Unknown Mortal Orchestra : Multi-Love
The third album from Unknown Mortal Orchestra marks a move away from the disillusioned tales of loneliness and failure in love that filled their work to date; for eight of the nine tracks on Multi-Love, it is the anxieties that afflict relationships themselves that come under the microscope. Coupled with this shift toward more candid, personal themes, however, is a turn toward lyrical abstraction—principal songwriter and producer Ruban Nielson may invite you into his headspace, but you’ll have a job interpreting his innermost thoughts. Many of the songs here read like riddles that you might churn out mid-trip, only to dig out a few days later and puzzle over. And yes, drugs remain very much at the core of UMO’s constitution.
Nielson—a New Zealander now based in Portland—created Multi-Love from scratch in his basement (as depicted on the album’s sleeve), reputedly rewiring old broken-down synthesizers in an effort to formulate new sounds to articulate his organized madness. The emphasis therefore has switched away from a live-band aesthetic, and towards the most 21st Century of things, a bedroom recording. This allows for far greater exploration both thematically and musically, and Nielson should be commended for his willingness to scrutinize new areas of his own creativity rather than relying on a proven formula that frankly could have worked for him for at least another two or three records. What results may lack much of the addictive Nuggets-y pop psychedelia catnip of UMO’s previous music, but what has replaced it may prove more nourishing.
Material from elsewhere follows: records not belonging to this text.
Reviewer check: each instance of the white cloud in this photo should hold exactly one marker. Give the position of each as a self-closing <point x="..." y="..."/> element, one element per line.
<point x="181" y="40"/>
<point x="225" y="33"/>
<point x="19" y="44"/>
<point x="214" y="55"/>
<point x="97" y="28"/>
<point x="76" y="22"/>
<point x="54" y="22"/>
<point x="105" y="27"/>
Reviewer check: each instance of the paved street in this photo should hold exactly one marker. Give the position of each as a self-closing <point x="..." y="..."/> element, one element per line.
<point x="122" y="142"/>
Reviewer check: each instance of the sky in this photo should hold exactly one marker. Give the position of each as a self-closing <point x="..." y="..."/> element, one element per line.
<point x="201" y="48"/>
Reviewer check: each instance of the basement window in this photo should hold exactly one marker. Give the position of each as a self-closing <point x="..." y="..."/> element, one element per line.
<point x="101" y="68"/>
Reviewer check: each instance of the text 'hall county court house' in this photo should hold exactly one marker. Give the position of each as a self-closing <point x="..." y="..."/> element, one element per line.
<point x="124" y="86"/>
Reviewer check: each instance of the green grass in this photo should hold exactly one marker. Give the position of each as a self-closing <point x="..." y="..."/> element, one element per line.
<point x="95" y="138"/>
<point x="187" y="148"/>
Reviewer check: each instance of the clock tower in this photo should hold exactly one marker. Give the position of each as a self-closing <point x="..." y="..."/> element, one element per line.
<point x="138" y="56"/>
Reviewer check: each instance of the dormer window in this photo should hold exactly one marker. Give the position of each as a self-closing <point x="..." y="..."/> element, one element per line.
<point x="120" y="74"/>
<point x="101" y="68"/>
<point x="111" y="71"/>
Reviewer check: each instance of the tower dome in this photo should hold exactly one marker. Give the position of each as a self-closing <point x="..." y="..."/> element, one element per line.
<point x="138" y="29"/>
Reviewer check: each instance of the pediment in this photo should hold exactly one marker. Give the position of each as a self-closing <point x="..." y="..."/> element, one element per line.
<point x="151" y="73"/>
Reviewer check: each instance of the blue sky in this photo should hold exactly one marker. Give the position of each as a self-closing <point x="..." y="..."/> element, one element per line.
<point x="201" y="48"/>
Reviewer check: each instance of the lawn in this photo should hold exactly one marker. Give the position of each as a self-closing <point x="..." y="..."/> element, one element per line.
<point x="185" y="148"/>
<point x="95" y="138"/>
Lead single and opening track “Multi-Love” serves as a liaison between the two UMO worlds. After a typically fluttery piano opening, there is a honeyed melody that throws back to 2013’s II, but whirling synths suggest at the progression that lies ahead. “It’s not that this song’s about her, all songs are about her,” sings Nielson, more akin to contemporary R&B in the vein of FKA twigs or Shamir than to the ’60s luminaries that older UMO tracks routinely evoked (“The World is Crowded,” a smooth funk jam that belongs in 1972 is perhaps the one exception).
“Ur Life One Night” is the clarion call for the new UMO, blustering in with a drum sound that calls to mind Martin Hannett’s clattering echo-laden production on Joy Division’s Unknown Pleasures. The heavy trippiness is still here in force, but now with a more business-like determination. Nielson’s holed-up production process has infused the music with a focus and efficiency that had never previously been apparent, and the result is a strange combination of looseness and discipline. Later in the album, the catchy “Stage or Screen” resists wallowing in its faraway daydreaming, keeping the reins tight when previously there may have been indulgence.
The album centers on the one-two punch of “Can’t Keep Checking My Phone” and “Extreme Wealth and Casual Cruelty.” The former is a percussive, rhythmic concoction, reminiscent of 80s post-disco beatniks ESG, which as it stretches its legs reveals itself as a Panda Bear-style scattered array of processed sounds that are lovingly assembled into a heady mix of body-shifting energy. Nielson has stated that both Yeezus and Arca’s Xen were particular influences, and they are felt here. If that is the night out, then “Extreme Wealth” is very much the comedown. A fur-lined, fuzzily produced painkiller, it concludes with 45 seconds of muted bass pounding to guide us through the tender hangover.
The one outlier on Multi-Love is its final song ‘Puzzles’. It is hard to hear any U.S.-based artist who opens a track with the sound of a window smashing in the night, and not infer some level of political comment. And so it proves, as Nielson presents a plea for common sense: “America, open up your door/Is it always right to fight against the other?” he sings, as an angry guitar dominates the mix for the only time on the album, and a crisper drumbeat drives the point home. “What is a ‘person of color’/Is it wrong to have a zone that isn’t monochrome?” he continues. As anger dissipates into confusion, one is reminded of Sly & the Family Stone’s great There’s a Riot Goin’ On. “I don’t want to solve your puzzles anymore,” Nielson repeats in resignation.
While Multi-Love is susceptible to some of the common shortcomings of home-produced albums, namely the absence of a truly soulful rhythm section or a sense of spontaneity that is synonymous with their live sets, this is real progress for Unknown Mortal Orchestra, and for many, this is the record that will seal them as one of this era’s great bands.